Ex-marine Joseph Burke was shot up so badly at Guadalcanal that it took almost a year before he could walk from one end of a minuscule apartment to the other. And while he was bed-ridden his wife betrayed and deserted him, leaving wounds on top of wounds. But Burke is endlessly tough, physically fearless, and superbly trained to kill—the ideal candidate, Brooklyn Dodgers boss Branch Rickey decides, for a job he has in mind. He’s just brought Jackie Robinson up from Montreal, he tells Burke, and plans to use him to break major-league baseball’s color line, once thought impregnable. Rickey wants Burke to be Robinson's bodyguard, to protect him from the inevitable horde of vicious types who’ll be ready to kill each and every time a black man appears in a Dodgers uniform.

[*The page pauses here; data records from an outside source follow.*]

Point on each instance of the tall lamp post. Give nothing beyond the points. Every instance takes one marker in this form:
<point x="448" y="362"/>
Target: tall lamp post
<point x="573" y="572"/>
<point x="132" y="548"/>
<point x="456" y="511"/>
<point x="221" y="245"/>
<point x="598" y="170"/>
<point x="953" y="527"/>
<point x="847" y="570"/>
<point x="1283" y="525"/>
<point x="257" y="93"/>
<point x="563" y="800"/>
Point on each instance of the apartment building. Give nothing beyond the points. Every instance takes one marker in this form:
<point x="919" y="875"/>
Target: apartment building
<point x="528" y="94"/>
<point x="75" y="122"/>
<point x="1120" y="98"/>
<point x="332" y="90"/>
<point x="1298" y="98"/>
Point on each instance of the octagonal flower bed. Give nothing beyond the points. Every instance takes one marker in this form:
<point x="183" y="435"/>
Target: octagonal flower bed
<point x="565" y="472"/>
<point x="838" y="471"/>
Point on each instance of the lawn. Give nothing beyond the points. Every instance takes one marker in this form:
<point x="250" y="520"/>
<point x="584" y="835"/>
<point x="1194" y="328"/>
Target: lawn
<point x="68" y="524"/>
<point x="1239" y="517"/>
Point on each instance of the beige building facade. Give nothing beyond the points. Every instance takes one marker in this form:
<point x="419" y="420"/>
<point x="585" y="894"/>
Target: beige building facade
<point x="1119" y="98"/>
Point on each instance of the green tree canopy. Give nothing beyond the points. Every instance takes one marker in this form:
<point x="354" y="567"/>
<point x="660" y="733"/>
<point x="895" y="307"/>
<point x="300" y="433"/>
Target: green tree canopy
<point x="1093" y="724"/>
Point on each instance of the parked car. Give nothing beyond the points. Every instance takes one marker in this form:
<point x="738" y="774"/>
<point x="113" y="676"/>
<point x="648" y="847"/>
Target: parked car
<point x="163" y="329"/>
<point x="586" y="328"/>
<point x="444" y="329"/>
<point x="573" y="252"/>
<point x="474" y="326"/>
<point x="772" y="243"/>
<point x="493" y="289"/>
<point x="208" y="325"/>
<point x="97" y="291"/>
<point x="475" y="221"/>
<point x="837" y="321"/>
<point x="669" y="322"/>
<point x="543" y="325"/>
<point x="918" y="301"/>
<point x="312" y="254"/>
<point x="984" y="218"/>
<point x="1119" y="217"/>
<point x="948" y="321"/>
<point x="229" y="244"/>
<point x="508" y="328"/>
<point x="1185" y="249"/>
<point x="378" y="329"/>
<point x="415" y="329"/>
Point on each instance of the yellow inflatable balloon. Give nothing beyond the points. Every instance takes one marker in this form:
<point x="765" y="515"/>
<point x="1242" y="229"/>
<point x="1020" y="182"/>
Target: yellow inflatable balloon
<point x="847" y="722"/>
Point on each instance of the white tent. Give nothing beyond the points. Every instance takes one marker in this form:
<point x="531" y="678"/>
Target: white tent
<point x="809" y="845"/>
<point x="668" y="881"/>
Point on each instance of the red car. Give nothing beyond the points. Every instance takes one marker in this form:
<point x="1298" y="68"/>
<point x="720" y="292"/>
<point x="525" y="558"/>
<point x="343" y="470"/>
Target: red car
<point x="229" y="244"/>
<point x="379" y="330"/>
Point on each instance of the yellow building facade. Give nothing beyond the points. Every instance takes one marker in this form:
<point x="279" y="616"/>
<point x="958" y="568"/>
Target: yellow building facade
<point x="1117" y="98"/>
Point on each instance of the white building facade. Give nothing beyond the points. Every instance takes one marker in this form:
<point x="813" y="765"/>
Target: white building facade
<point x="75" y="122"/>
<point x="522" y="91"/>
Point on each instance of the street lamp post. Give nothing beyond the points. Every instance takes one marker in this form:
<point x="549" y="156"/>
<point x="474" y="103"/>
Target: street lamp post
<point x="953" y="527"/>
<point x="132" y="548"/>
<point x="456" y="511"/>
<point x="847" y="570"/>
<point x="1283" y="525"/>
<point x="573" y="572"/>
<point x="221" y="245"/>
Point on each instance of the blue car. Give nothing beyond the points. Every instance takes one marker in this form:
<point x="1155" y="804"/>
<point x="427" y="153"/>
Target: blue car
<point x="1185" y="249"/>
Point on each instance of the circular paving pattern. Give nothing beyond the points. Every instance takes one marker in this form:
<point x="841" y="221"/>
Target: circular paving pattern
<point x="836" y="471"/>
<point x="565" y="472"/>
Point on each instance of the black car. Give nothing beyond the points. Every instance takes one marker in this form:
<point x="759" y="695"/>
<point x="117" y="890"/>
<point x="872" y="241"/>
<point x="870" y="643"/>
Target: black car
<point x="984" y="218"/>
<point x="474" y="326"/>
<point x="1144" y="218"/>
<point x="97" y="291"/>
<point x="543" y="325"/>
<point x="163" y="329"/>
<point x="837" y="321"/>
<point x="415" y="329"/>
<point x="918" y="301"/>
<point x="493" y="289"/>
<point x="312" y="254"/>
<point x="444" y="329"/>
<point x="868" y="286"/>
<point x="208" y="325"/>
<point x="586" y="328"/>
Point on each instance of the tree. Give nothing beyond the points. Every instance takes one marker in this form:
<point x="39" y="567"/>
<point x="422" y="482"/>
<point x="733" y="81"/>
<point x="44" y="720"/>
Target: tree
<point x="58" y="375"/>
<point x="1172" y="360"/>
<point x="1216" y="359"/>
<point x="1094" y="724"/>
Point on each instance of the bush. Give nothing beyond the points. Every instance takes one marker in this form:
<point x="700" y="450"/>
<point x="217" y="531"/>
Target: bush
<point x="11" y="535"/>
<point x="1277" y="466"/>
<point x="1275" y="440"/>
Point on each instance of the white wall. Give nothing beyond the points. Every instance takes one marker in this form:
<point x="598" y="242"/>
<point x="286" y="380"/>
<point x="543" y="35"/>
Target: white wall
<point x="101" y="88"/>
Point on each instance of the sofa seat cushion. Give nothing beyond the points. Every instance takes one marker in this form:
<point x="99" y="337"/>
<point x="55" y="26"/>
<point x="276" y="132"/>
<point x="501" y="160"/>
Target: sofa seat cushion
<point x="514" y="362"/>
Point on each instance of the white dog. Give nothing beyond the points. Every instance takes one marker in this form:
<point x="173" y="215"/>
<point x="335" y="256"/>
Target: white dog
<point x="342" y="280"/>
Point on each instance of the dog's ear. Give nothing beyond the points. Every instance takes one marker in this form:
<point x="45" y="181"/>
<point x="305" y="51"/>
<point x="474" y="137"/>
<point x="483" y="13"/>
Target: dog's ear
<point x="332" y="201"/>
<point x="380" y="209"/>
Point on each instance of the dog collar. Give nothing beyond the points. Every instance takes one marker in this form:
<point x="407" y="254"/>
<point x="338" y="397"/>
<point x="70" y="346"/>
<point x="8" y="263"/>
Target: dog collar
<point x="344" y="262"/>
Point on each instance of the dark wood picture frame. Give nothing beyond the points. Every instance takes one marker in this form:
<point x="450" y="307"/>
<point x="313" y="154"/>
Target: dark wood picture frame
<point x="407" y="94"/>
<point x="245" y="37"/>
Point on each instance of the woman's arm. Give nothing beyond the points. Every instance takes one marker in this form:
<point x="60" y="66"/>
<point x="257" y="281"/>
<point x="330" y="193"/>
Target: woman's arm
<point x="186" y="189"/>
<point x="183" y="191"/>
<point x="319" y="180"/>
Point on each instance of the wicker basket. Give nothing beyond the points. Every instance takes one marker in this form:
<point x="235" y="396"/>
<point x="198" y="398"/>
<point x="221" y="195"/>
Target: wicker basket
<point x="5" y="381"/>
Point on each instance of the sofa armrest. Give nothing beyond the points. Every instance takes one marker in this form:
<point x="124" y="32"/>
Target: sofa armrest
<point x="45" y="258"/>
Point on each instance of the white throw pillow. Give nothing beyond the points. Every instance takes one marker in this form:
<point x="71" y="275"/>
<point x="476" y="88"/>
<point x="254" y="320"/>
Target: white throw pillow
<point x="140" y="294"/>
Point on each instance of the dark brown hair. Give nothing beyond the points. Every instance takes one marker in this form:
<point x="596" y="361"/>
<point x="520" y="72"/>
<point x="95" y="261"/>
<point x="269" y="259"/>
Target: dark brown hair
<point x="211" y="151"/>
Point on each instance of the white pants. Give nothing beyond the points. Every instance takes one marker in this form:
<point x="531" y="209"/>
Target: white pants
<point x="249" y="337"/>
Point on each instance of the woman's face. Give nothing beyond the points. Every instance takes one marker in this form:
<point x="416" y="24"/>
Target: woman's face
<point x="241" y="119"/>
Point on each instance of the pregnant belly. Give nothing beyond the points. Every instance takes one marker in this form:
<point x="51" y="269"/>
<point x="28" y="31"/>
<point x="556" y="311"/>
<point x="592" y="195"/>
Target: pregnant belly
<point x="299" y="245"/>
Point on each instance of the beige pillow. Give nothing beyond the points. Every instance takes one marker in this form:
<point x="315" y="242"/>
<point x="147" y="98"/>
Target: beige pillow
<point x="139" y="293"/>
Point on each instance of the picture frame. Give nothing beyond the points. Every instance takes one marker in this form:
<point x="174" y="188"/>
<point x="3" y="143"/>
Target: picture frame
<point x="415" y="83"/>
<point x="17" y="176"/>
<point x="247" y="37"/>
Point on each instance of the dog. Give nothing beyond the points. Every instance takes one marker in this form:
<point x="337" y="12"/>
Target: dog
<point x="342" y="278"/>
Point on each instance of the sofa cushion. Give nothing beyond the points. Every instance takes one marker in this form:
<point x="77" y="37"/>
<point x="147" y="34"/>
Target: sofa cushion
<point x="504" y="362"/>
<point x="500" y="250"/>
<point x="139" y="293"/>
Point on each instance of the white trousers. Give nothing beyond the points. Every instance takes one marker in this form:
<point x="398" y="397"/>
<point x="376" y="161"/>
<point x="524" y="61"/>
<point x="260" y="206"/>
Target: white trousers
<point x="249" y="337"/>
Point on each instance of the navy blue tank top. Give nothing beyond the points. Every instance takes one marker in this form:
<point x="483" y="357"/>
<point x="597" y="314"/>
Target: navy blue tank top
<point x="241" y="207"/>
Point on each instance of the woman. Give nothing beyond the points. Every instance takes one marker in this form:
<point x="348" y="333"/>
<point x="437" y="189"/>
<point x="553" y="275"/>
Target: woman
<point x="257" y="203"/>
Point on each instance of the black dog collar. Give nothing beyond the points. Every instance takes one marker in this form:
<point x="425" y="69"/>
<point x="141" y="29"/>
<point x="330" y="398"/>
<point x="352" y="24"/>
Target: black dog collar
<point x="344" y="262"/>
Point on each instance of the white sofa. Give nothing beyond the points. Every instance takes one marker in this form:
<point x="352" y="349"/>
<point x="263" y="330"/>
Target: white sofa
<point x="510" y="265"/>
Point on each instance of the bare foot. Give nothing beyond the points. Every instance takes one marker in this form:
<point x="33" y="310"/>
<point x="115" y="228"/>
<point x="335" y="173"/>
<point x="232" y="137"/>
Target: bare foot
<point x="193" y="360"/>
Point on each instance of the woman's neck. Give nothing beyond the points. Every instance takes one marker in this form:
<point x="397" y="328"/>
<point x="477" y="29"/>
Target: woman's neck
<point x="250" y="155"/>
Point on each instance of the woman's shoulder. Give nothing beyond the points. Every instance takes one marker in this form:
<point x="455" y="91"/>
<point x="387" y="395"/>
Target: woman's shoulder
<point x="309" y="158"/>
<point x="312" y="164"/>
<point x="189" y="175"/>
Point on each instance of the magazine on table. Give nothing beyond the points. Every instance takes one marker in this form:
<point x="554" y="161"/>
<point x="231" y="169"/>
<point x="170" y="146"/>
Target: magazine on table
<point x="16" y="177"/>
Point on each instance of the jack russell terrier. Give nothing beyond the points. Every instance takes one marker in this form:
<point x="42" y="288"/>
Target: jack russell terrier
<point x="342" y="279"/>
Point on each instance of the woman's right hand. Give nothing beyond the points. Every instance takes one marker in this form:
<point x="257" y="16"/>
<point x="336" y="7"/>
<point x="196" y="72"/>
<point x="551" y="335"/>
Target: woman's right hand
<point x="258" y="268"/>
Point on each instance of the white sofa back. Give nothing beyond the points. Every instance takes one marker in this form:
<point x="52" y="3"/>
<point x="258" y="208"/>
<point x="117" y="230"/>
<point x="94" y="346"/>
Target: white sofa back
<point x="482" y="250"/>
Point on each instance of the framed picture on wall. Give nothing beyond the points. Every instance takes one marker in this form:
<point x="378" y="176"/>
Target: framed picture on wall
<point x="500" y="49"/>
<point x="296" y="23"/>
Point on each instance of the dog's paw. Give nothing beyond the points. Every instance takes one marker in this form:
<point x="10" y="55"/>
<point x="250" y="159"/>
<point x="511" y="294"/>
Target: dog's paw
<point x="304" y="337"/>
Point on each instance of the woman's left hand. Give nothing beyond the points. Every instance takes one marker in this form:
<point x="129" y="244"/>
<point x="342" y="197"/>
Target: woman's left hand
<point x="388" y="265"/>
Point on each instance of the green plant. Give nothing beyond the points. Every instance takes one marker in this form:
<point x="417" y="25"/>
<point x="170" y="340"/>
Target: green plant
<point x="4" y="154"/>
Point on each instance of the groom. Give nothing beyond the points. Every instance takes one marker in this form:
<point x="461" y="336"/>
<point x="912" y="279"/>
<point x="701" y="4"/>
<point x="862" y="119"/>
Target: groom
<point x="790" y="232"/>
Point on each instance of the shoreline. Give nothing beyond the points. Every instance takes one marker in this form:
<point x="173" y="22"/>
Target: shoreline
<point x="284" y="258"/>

Can you do it? Rickey asks. “I got through Guadalcanal,” Burke replies laconically. Robinson and Burke both treat speech as if it were an endangered species, and yet almost from the first they communicate as if they were brothers. Proud, inner-directed Robinson and embittered, closed-off Burke learn to trust and depend on each other. They need to, because it’s just as Rickey foretold: the woods are full of predators, some of them as good with a gun as Burke is. When Ebbetts Field becomes a killing field and Burke makes Robinson’s cause inextricably his own, the bodyguard experiences what he least expected: the sweetness of redemption.
The talk is electric, the pacing breakneck, the cast colorful and empathic. After a couple of so-so efforts, Parker flat out nails it here.